Amid the global chip shortage, domestic output of Japan’s eight largest automakers in September stood at 398,075, down 49.7% from the same period last year, the highest drop in production since the 61.8% drop in May last year, according to Chinese state media. Among them, Toyota and Honda fell by more than 55%. The director of TSMC’s Japanese subsidiary said the severe shortage of automotive chips is likely to continue into next year.
Subaru public relations representative Hiroko Murakami told The Epoch Times that the Chinese Communist Party’s (CCP) virus-induced lockdowns have led to major shortages and delays in auto chips and parts. In addition, the long-term disruption of the automotive supply chain could lead to more unemployment and hamper Japan‘s economic recovery.
According to the Dai-ichi Life Research Institute, a 10% reduction in annual passenger car production in Japan could equate to a $46.8 billion loss in GDP and 44,000 job cuts.
In May last year, domestic production of Japan’s eight largest automakers fell 61.8 percent from a year earlier, hitting a record low. Since then, production has continued to recover. However, in August and September, production dropped again due to chip and component shortages. Domestic production by major automakers fell below the previous year’s level for two consecutive months.
Murakami said Subaru is currently running a business continuity plan (BCP) to maintain operations. A BCP describes how a business will continue to operate during an unplanned downtime or disaster.
The company’s main goal is to resolve the parts supply disruption, Murakami said. Although difficult, he strives to find alternative suppliers in a short period of time. As for semiconductor supply, there are really no quick fixes. Chip vendors are not chip makers, and automakers typically source chips from used and third-hand vendors, but chip sources ultimately come from the same manufacturers.
Semiconductor chip shortages are now expected to cost the global auto industry $210 billion in revenue in 2021, with no end in sight, nearly doubling its previous one, according to a September forecast from AlixPartners, an American consultancy. $110 billion projection in May.
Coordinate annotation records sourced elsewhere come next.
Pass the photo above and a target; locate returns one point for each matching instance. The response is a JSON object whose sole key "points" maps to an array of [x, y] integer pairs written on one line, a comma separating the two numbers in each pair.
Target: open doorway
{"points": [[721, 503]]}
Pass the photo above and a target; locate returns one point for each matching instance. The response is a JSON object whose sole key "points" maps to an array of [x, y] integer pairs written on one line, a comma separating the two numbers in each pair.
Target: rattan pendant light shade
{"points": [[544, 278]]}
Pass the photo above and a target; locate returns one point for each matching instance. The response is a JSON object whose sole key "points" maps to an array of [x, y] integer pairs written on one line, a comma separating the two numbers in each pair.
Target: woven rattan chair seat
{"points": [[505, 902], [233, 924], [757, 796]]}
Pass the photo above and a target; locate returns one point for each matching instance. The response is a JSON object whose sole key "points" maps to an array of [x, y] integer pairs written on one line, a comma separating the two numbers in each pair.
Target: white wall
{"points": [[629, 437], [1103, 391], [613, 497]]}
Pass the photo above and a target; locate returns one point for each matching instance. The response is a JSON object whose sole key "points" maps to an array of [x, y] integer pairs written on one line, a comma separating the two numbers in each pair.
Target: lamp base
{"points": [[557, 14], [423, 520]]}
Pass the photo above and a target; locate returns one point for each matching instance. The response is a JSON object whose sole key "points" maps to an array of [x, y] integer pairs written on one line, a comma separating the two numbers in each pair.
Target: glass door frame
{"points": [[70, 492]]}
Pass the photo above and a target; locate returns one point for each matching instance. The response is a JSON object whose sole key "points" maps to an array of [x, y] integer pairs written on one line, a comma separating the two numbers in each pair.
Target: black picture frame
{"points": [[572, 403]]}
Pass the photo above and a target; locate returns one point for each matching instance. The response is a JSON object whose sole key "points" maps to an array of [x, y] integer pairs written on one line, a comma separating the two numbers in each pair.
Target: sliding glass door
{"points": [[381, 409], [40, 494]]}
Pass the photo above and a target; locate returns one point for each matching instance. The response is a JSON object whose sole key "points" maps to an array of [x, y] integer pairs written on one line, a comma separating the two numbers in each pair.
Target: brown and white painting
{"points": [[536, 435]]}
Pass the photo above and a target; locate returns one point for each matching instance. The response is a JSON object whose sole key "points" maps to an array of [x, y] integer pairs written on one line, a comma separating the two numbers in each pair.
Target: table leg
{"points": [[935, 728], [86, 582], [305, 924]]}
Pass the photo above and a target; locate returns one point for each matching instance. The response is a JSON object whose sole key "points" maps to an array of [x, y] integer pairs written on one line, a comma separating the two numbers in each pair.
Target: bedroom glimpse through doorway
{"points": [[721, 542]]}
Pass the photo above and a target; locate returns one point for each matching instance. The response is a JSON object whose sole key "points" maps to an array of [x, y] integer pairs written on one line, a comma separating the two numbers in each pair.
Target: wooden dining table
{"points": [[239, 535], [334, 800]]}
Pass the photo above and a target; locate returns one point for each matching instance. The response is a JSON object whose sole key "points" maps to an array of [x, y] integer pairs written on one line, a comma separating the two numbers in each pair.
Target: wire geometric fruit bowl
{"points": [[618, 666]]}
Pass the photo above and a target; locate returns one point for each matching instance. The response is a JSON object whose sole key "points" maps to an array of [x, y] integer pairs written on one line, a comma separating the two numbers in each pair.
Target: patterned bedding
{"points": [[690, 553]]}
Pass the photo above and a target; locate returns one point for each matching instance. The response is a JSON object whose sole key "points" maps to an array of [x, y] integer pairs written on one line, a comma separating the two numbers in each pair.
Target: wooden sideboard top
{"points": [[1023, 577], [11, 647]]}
In May, the Delta variant of the CCP virus broke out in Southeast Asian countries such as Malaysia and Vietnam, causing the supply of auto parts to stagnate. In September, AlixPartners predicted that automakers worldwide would lose 7.7 million production units in 2021, far more than its previous forecast of 3.9 million units in May.
Automakers around the world, including Ford and General Motors, had warned of massive profit cuts this year due to chip shortages. However, strong consumer demand and rising earnings from record vehicle prices offset some of the losses.
The director of TSMC’s Japanese subsidiary, Makoto Onodera, said at an automotive technology expo in Nagoya on October 27 that the global shortage of automotive semiconductors “will remain severe in 2022”.
Taiwan Semiconductor Manufacturing Co., or TSMC, is the world’s largest contract manufacturer of semiconductor chips. Its customers include Apple, Intel, Qualcomm, AMD and Nvidia.
According to Onodera, the lead time for the chips is about six months from the order date, and supply and demand remain heavy. As chip supply remains insufficient, TSMC on October 14 announced plans to build a new manufacturing facility in Japan.
After attending the U.S. Department of Commerce’s Semiconductor Video Summit on May 21, Mark Liu, executive chairman of TSMC, said automotive chip production was up 60% from last year’s levels.
However, in a September interview with Time Magazine, Liu suggested that someone in the supply chain was stockpiling chips. He said that amid the global chip shortage, more chips were being sent to factories than were left in products, meaning that “there are people who are definitely hoarding chips who know where in the supply chain”.
“We’re also learning because we didn’t have to before,” Liu said as he instructed his team to triangulate different data points to decipher which customers were really in need and which were stockpiling.
William Wang contributed to this report.